The estoppel landscape is highly favorable for defendants. Under 35 U.S.C. § 315(e)(2), the petitioner (Electronic Frontier Foundation) and its real parties in interest or privies are barred from asserting in civil actions that the invalidated claims are invalid on any ground they raised or reasonably could have raised during the IPR. Given the final disposition affirming unpatentability, this IPR serves as a strong preclusive defense for others, especially those in privity with EFF or who can leverage the precedential value of the Federal Circuit's affirmance of the PTAB's decision.

The PTAB proceeding was initiated by a third-party non-practicing entity defense group (Electronic Frontier Foundation), which is a common pattern signal for patents facing broad assertion. Personal Audio LLC aggressively pursued appeals, including to the Supreme Court, indicating their commitment to maintaining the patent, but ultimately failed.

Recommended next steps

For any defendant facing assertion of US8112504, the primary recommended next step is to highlight the invalidation of claims 31-35. The Federal Circuit's affirmation of the PTAB's decision in Personal Audio LLC v. CBS Corporation, Case No. 18-2256, published on January 10, 2020, and the subsequent denial of certiorari by the Supreme Court (Case No. 20-260), firmly establishes the unpatentability of these claims.

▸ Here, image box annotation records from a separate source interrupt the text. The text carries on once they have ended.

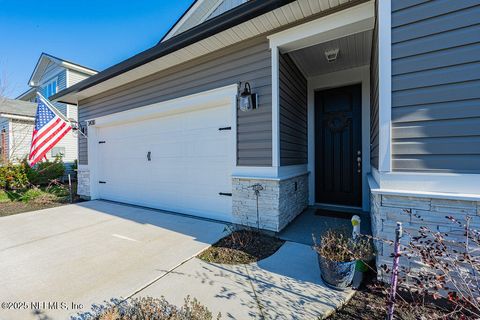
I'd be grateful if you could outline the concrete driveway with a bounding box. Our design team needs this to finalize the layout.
[0,201,225,319]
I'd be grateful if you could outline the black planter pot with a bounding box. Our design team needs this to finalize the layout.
[318,255,356,291]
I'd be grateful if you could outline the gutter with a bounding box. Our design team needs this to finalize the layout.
[0,113,35,121]
[50,0,295,100]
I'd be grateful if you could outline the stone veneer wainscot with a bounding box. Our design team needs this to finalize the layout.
[232,173,308,232]
[370,192,480,282]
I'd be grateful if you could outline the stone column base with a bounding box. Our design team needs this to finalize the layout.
[232,173,308,232]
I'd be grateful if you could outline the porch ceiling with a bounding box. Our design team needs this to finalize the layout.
[288,30,373,78]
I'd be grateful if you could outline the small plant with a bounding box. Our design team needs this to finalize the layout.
[375,213,480,319]
[313,230,373,262]
[0,163,28,190]
[71,297,221,320]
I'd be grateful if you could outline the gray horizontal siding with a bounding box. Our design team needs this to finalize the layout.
[370,3,379,169]
[280,54,308,166]
[392,0,480,173]
[79,38,272,166]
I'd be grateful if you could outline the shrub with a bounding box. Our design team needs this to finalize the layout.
[71,297,220,320]
[19,187,56,203]
[23,157,65,186]
[313,230,373,262]
[375,213,480,319]
[0,190,10,203]
[0,163,28,190]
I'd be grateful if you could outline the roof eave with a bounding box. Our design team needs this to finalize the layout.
[51,0,295,103]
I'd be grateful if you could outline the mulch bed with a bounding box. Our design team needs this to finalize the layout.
[328,280,468,320]
[198,230,285,264]
[0,201,66,217]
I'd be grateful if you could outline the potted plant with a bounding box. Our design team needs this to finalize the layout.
[313,230,372,290]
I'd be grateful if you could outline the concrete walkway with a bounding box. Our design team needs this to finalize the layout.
[136,242,353,320]
[0,201,225,320]
[0,201,353,320]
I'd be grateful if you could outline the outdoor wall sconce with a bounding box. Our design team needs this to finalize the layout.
[238,82,258,112]
[325,48,340,63]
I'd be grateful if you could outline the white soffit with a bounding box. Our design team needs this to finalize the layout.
[268,1,375,53]
[61,0,364,103]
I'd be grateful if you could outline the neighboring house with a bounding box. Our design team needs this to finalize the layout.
[0,98,37,164]
[15,53,97,165]
[54,0,480,276]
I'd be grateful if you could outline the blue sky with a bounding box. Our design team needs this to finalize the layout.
[0,0,193,98]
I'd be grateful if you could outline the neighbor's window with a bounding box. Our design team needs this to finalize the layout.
[44,78,57,98]
[51,147,65,158]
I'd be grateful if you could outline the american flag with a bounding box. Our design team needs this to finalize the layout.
[28,93,72,166]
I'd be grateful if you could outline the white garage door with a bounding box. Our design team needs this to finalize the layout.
[97,106,234,221]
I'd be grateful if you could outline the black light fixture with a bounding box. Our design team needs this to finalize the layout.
[238,82,258,112]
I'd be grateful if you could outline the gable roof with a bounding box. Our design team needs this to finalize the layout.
[0,99,37,118]
[28,52,98,87]
[54,0,295,103]
[50,0,368,104]
[159,0,250,43]
[15,88,37,101]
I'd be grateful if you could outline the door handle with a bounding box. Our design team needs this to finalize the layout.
[357,150,362,173]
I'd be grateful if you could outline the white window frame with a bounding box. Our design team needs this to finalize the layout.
[42,76,58,99]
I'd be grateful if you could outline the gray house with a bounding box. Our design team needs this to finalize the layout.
[53,0,480,272]
[0,97,37,165]
[16,53,97,168]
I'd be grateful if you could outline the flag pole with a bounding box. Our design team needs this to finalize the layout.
[37,91,88,139]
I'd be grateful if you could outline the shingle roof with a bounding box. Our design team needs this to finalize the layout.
[50,0,294,102]
[0,98,37,117]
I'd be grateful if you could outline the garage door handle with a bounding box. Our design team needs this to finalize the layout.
[218,192,232,197]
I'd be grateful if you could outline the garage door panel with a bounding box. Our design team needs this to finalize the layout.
[98,106,234,220]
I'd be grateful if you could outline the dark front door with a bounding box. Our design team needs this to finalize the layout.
[315,85,362,207]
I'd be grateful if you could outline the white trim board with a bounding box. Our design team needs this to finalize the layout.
[0,113,35,121]
[87,84,238,129]
[372,168,480,197]
[368,175,480,201]
[162,0,205,42]
[308,66,371,211]
[267,1,375,53]
[378,1,392,172]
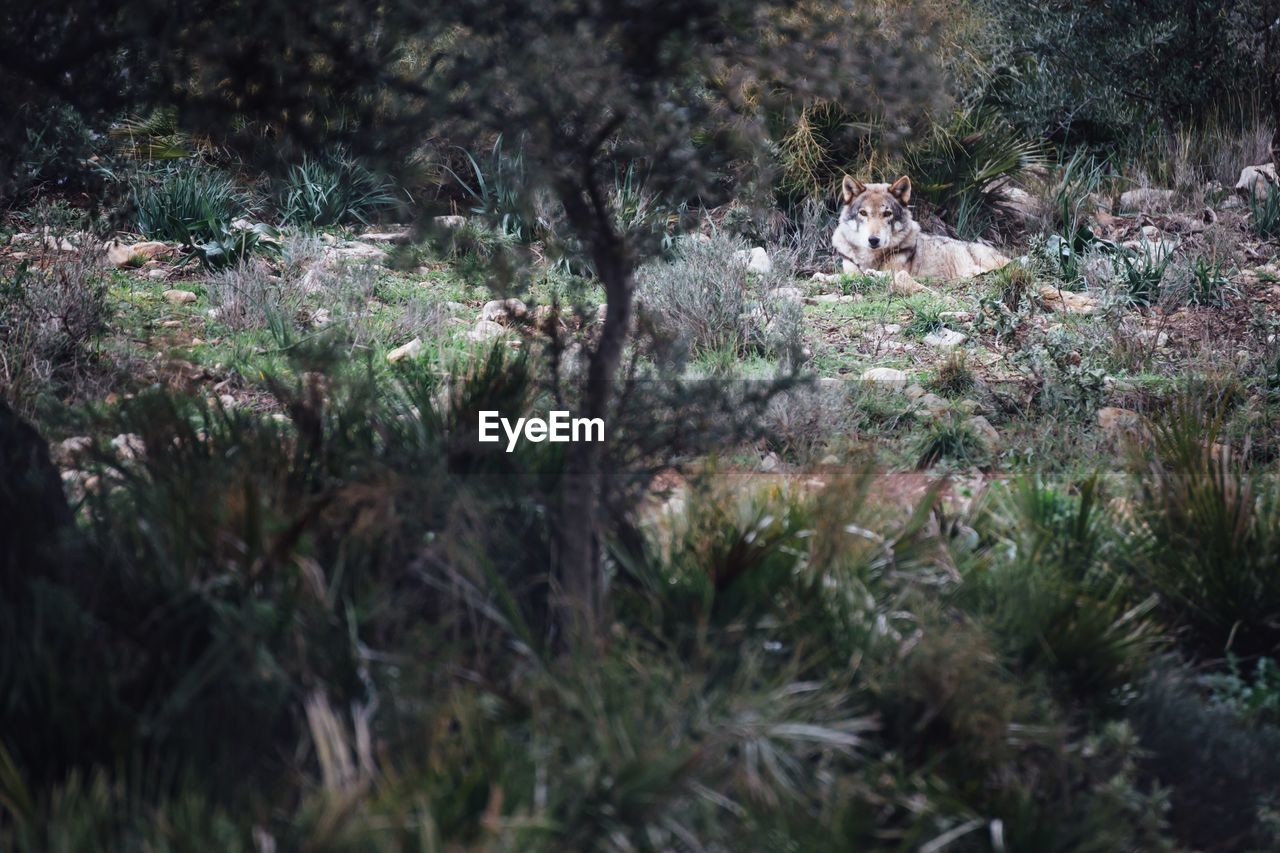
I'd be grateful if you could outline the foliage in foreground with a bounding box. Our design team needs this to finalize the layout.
[0,345,1280,850]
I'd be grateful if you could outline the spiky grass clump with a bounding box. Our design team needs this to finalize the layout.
[904,109,1046,240]
[1249,186,1280,240]
[1130,398,1280,654]
[280,151,396,228]
[133,163,253,246]
[915,420,991,469]
[929,352,978,397]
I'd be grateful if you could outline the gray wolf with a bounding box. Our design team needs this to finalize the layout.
[831,174,1009,282]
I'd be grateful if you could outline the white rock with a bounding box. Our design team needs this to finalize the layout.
[467,320,507,343]
[915,393,951,418]
[888,269,929,296]
[1039,284,1098,314]
[1235,163,1280,199]
[733,246,773,275]
[49,435,93,467]
[111,433,147,461]
[1120,187,1178,210]
[356,228,413,243]
[387,338,422,364]
[480,298,529,323]
[325,240,387,263]
[861,368,908,391]
[161,291,200,305]
[924,329,969,350]
[1097,406,1142,433]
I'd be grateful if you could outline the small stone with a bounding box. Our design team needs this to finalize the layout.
[356,228,413,243]
[111,433,147,461]
[964,415,1000,451]
[49,435,93,467]
[861,368,908,391]
[163,291,200,305]
[1120,187,1178,211]
[467,320,507,343]
[888,269,929,296]
[480,298,529,323]
[1097,406,1142,433]
[1039,284,1098,314]
[915,393,951,418]
[1235,163,1280,199]
[924,329,969,350]
[733,246,773,275]
[387,338,422,364]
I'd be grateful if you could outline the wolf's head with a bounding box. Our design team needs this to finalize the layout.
[838,174,911,250]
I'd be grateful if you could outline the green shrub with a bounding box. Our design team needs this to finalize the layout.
[1249,186,1280,240]
[915,420,991,469]
[929,352,978,397]
[1130,400,1280,656]
[968,478,1157,695]
[279,151,397,228]
[1128,666,1280,850]
[902,109,1044,240]
[133,163,252,246]
[636,236,801,359]
[0,254,109,414]
[969,0,1265,152]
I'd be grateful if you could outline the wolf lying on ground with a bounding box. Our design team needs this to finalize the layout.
[831,174,1009,280]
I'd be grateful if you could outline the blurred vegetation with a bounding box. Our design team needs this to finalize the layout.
[0,0,1280,853]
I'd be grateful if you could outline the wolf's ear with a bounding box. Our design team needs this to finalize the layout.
[888,174,911,205]
[840,174,867,205]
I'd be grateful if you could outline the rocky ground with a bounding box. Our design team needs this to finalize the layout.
[0,161,1280,512]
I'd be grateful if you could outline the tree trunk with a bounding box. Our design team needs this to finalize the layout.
[554,180,635,644]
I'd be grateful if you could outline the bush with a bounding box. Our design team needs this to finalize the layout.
[205,261,303,329]
[966,478,1157,695]
[902,109,1044,240]
[969,0,1262,152]
[636,236,801,360]
[133,163,252,246]
[279,151,397,228]
[1249,186,1280,240]
[0,255,108,412]
[1129,400,1280,656]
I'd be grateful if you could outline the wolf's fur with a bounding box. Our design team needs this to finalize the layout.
[831,174,1009,280]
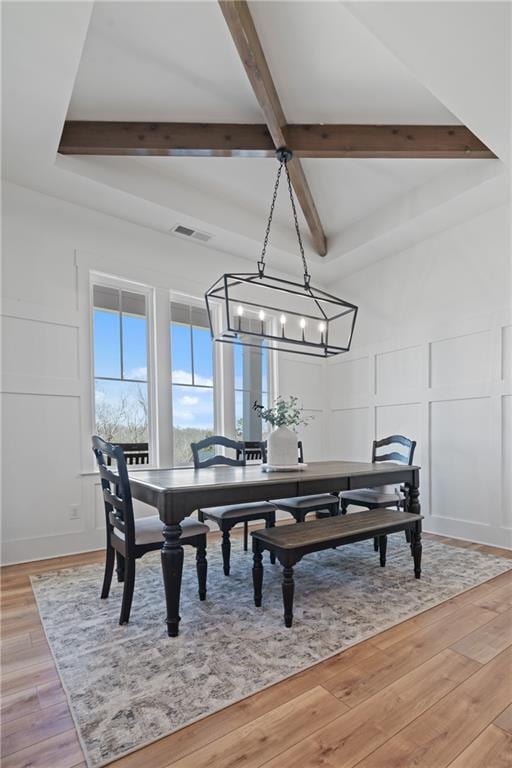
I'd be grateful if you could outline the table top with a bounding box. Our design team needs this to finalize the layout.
[129,461,419,493]
[251,509,423,549]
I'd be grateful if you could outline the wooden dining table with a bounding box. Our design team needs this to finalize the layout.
[129,461,420,637]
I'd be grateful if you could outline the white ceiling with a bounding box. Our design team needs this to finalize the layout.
[3,0,508,282]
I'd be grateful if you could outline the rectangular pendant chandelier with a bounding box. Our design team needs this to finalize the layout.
[205,148,357,357]
[205,273,357,357]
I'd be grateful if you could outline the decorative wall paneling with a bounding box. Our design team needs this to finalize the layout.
[327,312,512,547]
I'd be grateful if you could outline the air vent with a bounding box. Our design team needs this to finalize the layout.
[171,224,213,243]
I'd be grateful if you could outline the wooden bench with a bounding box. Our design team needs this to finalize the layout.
[251,509,423,627]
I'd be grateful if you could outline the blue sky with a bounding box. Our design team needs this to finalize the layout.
[94,309,266,429]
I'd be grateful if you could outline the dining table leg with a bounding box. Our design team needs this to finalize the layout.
[162,523,183,637]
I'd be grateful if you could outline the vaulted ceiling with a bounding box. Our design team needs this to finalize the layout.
[3,2,510,282]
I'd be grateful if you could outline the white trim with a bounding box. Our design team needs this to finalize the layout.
[88,269,155,474]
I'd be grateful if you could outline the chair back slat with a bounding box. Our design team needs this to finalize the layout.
[107,443,149,467]
[372,435,416,466]
[237,440,267,464]
[98,459,123,485]
[92,435,135,550]
[103,487,126,512]
[250,440,304,464]
[190,435,246,469]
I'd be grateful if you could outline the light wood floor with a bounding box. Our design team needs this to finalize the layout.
[1,539,512,768]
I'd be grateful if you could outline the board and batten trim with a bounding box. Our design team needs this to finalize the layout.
[327,310,512,548]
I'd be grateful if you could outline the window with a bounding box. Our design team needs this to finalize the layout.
[234,344,268,440]
[171,301,215,466]
[93,285,149,460]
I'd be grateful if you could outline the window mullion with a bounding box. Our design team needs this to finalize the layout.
[119,291,124,381]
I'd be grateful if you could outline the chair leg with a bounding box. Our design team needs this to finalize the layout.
[222,528,231,576]
[119,557,135,624]
[379,536,388,568]
[265,512,276,565]
[101,542,116,600]
[196,536,208,600]
[116,551,124,584]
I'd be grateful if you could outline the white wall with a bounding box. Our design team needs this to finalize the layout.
[327,207,512,546]
[2,184,325,563]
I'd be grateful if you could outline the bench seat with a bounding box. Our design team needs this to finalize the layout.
[251,509,423,627]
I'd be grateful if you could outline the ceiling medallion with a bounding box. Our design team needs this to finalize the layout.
[205,149,357,357]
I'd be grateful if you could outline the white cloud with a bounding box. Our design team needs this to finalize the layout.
[172,369,213,387]
[125,366,148,381]
[179,395,199,405]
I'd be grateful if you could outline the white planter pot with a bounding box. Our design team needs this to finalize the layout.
[267,427,299,466]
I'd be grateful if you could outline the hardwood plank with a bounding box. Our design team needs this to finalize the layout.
[2,701,74,757]
[37,680,66,709]
[451,609,512,664]
[219,0,327,256]
[372,597,468,650]
[2,641,51,673]
[265,650,480,768]
[168,686,346,768]
[472,574,512,613]
[450,725,512,768]
[2,659,58,695]
[494,704,512,735]
[2,730,84,768]
[323,605,497,707]
[1,530,512,768]
[352,648,512,768]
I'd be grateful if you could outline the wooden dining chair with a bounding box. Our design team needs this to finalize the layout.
[270,440,340,523]
[92,435,209,624]
[340,435,416,552]
[236,440,267,552]
[190,435,276,576]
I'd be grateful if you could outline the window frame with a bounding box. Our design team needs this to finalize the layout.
[89,270,159,471]
[168,291,220,468]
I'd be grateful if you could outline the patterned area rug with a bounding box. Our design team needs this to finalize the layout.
[32,535,512,768]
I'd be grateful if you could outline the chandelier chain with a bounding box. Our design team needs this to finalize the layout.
[258,163,283,276]
[258,153,311,289]
[284,160,310,288]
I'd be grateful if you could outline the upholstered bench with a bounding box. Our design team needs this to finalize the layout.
[251,509,423,627]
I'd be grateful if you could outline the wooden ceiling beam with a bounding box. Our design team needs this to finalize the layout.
[59,120,495,159]
[219,0,327,256]
[59,120,276,157]
[286,125,495,159]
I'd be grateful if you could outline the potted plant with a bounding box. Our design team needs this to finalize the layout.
[253,395,311,466]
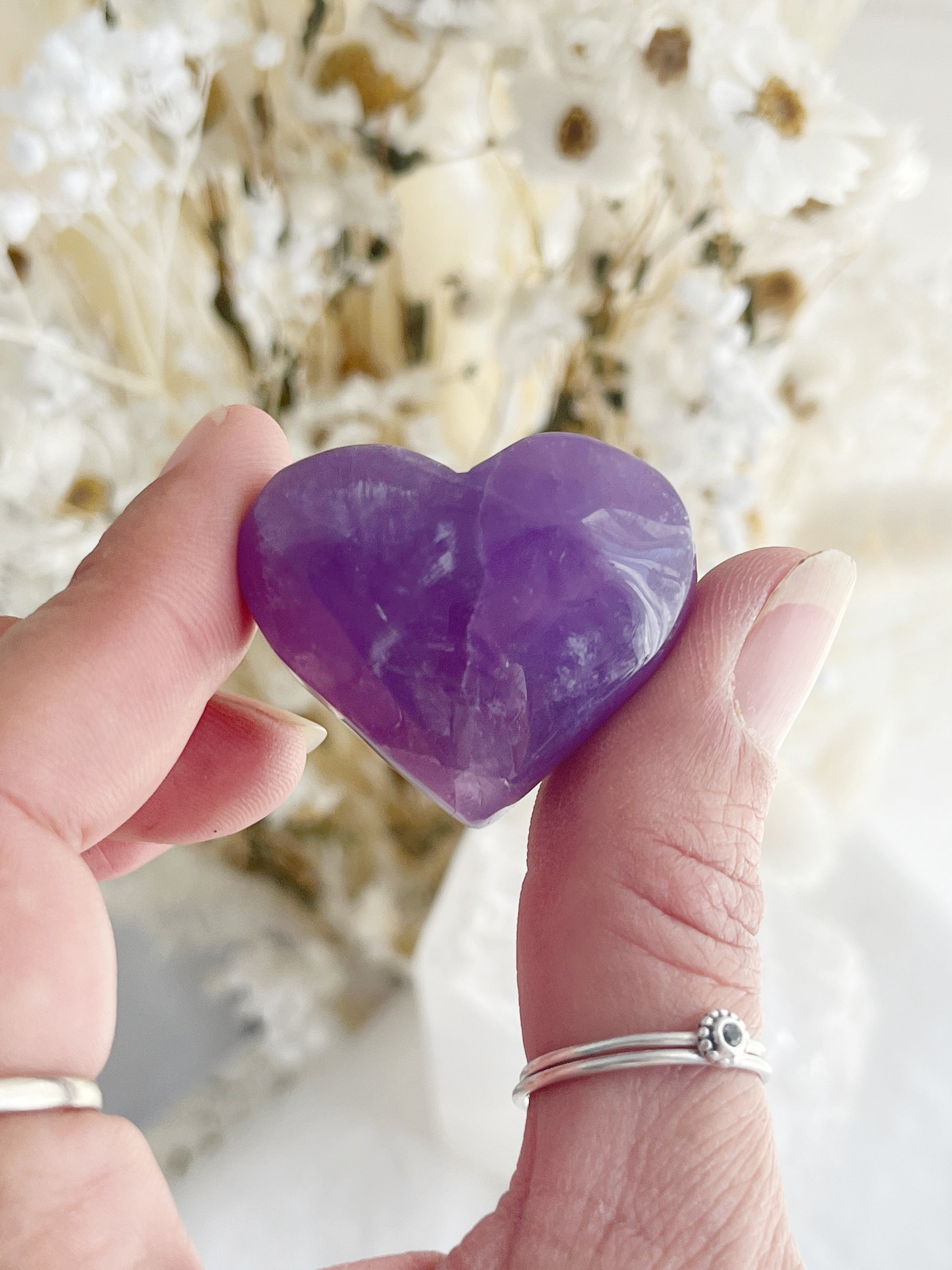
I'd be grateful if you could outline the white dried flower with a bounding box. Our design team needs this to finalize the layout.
[702,5,881,216]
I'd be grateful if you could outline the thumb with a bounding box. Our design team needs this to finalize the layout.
[461,549,856,1270]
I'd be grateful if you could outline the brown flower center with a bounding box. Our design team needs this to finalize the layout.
[317,45,412,115]
[556,105,598,160]
[643,26,690,84]
[744,269,805,319]
[756,75,806,139]
[64,476,109,516]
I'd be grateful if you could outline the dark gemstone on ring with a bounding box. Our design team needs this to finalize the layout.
[721,1021,744,1049]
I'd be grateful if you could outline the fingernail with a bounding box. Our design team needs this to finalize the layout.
[159,405,231,476]
[230,697,327,754]
[734,551,856,754]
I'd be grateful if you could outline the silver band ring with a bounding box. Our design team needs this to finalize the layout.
[0,1076,103,1112]
[513,1010,773,1106]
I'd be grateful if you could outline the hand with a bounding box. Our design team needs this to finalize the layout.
[0,408,853,1270]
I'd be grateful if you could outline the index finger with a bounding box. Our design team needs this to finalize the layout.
[0,406,290,851]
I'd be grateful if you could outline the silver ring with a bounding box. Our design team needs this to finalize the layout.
[513,1010,773,1106]
[0,1076,103,1112]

You should cite the Federal Circuit decision, which affirmed the PTAB's finding that "claims 31–35 are unpatentable". This means any infringement theory relying on claims 31-35 (which were central to the CBS litigation) is no longer viable. While the exact claims invalidated in the IPR are reported as 31-35, it's highly probable that this covers or directly impacts all relevant independent claims, rendering the patent practically unenforceable.
You may access Federal Circuit opinions via the Federal Circuit's website or CourtListener.